In July, Valassis, a leading direct marketing services company, agreed to acquire ADVO, “the nation’s leading direct mail media company,” for $37 per share in cash. The numbers: a deal worth about $1.3 billion, combined 7,900 employees in nine countries; 94 of the top 100 advertisers in the US, and penetration of 90% of US homes.

Unfortunately, sometime between the signing of the pre-nups and the wedding ceremony, Valassis got cold feet. ADVO sued – to force the “marriage” and Valassis counter-sued. Here are some selected comments from the companies’ pre-trial briefs, available on their respective websites.

Valassis said:

- Valassis was defrauded in the purchase of ADVO.

- ADVO insisted that prosperity lay ahead.

- Valassis was shocked to learn in late July that the true “actual” third quarter results showed operating income of $12.7 million, $5.3 million (or 30%) below the “on target” forecast that Valassis had been given on the eve of signing.

- ADVO deliberately lied to Valassis to induce it to sign the Merger Agreement.

- As a result of ADVO’s wrongful actions, Valassis is no longer obligated to purchase a company that is earning one-fifth the operating income represented to Valassis when it signed the Merger Agreement.

ADVO said:

- Everything we learned was positively rosy. That’s Valassis’s line today.

- It turned out that some actual results – well, not annual or quarterly results, but some internal, interim, monthly, yet to be vetted and audited results – were wrong. By a couple of million dollars. If we had known that, Valassis claims, we would never have done this $1.3 billion deal.

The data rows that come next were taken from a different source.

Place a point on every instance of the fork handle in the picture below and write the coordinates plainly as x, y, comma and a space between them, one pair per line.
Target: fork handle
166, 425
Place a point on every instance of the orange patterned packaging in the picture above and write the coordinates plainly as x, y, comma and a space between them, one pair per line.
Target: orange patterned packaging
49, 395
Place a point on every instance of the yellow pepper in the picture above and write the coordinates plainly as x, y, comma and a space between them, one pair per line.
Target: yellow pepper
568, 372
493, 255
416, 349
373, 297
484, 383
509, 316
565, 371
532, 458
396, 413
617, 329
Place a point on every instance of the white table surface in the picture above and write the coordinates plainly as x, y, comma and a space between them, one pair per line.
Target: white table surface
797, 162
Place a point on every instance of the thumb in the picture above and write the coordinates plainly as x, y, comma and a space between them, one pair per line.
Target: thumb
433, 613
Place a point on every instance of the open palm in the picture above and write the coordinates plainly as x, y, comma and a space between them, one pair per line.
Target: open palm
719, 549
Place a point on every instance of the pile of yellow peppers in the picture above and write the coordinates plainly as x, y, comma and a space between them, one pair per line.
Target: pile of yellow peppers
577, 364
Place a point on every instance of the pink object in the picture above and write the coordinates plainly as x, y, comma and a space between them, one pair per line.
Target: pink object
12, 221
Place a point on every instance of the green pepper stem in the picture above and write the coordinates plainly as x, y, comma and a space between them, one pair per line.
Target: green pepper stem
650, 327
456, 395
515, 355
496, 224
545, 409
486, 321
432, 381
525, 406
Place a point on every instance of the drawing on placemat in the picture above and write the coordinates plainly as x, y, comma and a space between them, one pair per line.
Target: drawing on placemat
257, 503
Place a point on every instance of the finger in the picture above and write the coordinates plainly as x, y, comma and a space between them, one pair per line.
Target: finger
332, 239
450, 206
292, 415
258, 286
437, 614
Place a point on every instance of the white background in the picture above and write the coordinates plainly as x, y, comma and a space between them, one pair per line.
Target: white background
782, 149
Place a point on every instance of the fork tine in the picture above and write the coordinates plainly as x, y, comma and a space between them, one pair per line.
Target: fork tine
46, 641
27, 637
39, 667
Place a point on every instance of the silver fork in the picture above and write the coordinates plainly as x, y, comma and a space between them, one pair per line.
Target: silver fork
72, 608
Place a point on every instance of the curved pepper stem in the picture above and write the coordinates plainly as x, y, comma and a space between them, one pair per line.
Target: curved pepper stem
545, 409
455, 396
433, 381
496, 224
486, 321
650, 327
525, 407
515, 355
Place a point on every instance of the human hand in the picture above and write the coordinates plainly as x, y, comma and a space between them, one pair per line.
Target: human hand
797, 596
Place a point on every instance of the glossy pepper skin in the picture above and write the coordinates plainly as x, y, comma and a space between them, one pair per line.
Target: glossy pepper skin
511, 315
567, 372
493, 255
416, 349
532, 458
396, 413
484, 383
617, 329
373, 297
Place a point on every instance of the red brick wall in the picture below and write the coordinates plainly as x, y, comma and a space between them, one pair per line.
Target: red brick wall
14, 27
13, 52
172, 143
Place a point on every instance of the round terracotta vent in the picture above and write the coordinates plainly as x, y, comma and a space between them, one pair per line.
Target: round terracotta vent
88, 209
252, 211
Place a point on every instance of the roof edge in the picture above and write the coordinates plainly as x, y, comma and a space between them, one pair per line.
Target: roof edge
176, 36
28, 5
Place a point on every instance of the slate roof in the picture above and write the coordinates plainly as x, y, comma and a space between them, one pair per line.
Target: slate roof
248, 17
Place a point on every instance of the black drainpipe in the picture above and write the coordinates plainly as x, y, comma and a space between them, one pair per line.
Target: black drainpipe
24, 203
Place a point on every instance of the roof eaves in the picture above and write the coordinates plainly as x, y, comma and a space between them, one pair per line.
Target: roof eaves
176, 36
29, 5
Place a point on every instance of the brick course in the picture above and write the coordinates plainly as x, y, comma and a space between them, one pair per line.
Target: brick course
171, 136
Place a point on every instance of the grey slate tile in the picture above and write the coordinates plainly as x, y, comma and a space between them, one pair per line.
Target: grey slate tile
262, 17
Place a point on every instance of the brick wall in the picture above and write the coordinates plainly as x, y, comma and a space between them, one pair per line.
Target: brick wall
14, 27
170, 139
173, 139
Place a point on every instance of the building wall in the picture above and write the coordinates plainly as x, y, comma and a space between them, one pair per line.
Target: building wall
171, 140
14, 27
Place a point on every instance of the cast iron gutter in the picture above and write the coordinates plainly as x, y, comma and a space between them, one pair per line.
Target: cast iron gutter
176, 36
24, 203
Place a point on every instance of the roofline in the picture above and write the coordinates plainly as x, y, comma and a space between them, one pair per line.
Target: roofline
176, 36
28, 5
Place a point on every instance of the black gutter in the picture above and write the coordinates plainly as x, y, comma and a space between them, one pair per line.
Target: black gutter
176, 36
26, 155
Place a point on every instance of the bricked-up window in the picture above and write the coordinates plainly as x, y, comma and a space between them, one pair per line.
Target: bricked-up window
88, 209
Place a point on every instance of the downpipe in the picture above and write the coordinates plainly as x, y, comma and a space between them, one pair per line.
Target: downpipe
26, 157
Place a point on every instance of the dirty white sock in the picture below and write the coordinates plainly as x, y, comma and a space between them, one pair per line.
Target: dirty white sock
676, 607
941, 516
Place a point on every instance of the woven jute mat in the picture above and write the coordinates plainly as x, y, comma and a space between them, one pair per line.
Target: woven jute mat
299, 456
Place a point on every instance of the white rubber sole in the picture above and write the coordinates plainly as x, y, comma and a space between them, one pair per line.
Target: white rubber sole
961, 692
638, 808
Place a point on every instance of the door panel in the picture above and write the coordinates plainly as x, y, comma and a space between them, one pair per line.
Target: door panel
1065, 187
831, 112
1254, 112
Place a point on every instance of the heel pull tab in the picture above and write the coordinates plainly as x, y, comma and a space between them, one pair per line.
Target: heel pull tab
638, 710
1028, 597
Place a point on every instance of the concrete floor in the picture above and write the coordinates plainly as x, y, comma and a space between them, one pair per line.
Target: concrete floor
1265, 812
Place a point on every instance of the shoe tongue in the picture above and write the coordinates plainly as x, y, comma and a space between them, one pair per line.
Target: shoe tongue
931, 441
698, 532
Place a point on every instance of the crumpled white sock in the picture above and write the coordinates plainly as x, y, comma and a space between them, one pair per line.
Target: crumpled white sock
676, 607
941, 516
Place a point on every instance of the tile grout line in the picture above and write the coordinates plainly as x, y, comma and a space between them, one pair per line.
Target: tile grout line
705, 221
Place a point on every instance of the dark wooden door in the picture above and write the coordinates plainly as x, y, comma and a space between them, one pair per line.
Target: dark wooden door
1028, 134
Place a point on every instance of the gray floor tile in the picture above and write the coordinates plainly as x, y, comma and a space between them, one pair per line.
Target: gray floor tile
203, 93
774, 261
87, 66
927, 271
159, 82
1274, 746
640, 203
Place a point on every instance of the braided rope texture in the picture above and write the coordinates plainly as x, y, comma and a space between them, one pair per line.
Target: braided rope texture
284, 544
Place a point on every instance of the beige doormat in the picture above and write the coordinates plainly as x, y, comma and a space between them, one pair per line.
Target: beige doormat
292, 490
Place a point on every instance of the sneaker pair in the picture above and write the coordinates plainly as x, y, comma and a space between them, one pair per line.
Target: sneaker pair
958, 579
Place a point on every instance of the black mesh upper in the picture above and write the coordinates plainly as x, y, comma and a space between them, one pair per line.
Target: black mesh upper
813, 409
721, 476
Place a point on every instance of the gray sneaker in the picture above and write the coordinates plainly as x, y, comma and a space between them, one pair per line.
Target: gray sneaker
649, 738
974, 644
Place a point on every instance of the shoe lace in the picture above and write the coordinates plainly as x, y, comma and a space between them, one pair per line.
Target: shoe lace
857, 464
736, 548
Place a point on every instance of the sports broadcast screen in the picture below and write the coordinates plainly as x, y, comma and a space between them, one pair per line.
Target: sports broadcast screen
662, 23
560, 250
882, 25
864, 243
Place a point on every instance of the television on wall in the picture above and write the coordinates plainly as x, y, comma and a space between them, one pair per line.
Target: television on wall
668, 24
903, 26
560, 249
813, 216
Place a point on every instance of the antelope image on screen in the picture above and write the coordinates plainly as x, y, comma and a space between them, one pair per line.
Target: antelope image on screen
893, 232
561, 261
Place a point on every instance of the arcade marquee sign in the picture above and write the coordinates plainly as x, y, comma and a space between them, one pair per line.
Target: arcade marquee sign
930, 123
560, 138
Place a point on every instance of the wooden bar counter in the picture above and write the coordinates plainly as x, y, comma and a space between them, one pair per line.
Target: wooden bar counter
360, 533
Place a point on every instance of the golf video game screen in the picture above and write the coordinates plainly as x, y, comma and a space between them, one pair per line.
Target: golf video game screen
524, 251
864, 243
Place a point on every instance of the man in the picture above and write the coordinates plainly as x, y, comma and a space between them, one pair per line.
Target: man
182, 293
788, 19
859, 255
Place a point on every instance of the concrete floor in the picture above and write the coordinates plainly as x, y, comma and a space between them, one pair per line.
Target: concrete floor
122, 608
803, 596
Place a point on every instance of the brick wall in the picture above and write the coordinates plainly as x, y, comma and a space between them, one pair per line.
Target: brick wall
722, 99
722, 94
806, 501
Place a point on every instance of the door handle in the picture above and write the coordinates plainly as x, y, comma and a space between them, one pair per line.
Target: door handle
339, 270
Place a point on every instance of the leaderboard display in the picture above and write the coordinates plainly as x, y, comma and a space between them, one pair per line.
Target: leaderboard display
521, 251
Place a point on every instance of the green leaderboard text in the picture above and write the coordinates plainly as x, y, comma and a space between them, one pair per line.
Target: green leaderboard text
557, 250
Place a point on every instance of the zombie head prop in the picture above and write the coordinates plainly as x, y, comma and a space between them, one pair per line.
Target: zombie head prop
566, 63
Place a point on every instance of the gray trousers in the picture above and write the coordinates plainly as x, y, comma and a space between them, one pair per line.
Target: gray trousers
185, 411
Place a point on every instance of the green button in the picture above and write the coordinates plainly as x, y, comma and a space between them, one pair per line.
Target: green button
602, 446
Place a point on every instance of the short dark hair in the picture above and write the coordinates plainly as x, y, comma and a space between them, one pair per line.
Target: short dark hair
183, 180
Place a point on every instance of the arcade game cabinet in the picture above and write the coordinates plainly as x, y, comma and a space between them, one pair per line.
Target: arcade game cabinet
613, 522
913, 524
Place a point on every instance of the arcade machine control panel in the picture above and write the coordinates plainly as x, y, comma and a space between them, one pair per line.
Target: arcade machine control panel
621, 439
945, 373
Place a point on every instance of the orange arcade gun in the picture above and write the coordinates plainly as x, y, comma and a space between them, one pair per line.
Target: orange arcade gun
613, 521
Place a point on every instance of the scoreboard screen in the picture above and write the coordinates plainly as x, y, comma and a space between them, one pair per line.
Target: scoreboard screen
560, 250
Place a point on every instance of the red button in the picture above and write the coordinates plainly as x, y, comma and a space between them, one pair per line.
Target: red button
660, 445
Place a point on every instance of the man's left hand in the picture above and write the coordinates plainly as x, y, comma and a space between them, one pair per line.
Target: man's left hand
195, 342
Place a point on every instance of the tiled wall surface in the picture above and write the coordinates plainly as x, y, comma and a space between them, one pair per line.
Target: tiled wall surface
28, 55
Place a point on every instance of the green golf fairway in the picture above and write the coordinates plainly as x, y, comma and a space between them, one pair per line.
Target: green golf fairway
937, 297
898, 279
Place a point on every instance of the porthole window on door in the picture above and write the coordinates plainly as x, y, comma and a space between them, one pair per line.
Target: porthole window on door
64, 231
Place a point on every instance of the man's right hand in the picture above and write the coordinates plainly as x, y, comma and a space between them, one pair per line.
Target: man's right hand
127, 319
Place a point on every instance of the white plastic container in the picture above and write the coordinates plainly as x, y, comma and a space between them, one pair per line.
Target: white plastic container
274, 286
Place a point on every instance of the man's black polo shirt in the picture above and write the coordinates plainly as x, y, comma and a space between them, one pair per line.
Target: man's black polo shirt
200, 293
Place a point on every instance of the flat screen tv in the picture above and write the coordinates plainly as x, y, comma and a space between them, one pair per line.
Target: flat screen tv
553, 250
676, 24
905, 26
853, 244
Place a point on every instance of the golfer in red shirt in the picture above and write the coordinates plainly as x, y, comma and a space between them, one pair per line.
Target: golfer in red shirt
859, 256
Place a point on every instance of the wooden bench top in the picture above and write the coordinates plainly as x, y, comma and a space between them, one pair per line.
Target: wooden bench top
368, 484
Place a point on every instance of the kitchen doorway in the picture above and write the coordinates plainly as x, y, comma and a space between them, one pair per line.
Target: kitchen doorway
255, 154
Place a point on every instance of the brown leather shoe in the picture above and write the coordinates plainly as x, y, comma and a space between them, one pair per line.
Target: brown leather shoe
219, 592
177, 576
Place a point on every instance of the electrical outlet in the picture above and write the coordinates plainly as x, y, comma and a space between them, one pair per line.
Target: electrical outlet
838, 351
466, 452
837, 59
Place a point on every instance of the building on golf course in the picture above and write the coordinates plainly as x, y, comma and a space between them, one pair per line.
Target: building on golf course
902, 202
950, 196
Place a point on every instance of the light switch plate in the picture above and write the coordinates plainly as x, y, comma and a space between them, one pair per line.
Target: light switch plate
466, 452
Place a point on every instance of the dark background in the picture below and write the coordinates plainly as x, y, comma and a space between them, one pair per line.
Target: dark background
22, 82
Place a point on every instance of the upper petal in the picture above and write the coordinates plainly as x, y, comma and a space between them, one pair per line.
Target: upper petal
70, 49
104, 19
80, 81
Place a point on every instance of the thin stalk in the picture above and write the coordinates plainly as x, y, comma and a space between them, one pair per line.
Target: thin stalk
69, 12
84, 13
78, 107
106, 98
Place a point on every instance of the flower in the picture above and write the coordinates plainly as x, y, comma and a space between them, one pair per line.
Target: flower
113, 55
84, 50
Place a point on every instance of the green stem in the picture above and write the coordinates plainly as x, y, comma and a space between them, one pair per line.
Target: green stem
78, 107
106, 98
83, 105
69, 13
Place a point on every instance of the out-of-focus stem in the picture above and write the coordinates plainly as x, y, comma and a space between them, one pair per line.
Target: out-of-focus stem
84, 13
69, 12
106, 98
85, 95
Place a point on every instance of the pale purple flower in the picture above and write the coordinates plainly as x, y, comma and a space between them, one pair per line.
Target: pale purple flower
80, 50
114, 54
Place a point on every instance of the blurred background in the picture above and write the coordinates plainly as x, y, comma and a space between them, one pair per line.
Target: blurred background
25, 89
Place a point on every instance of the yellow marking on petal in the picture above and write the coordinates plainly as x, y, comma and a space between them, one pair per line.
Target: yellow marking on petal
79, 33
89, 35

- They didn’t know? If they didn’t know, they must not have been listening when ADVO told them, as their employee’s own contemporaneous notes reflect, that SDR was a billing “nightmare.” (SDR was a new Oracle-based enterprise-wide order entry and tracking system.)

- Certainly they couldn’t have been paying attention when they read ADVO’s May 2006 10-Q, the one that talked about how “disruption” from “unforeseen difficulties with the transition [to SDR] could adversely affect “results, and could negatively impact” “the Company’s ability to maintain internal controls.”

- The evidence will show that Valassis – and particularly its CEO, Alan Schultz – wanted ADVO, and wanted it very badly.

- Valassis’s shareholders, the undisputed evidence will show, were outraged.

- Valassis now realized it had to find a way out. Which is why we are here today.

- Valassis made a contract, and it is bound to it under Delaware law.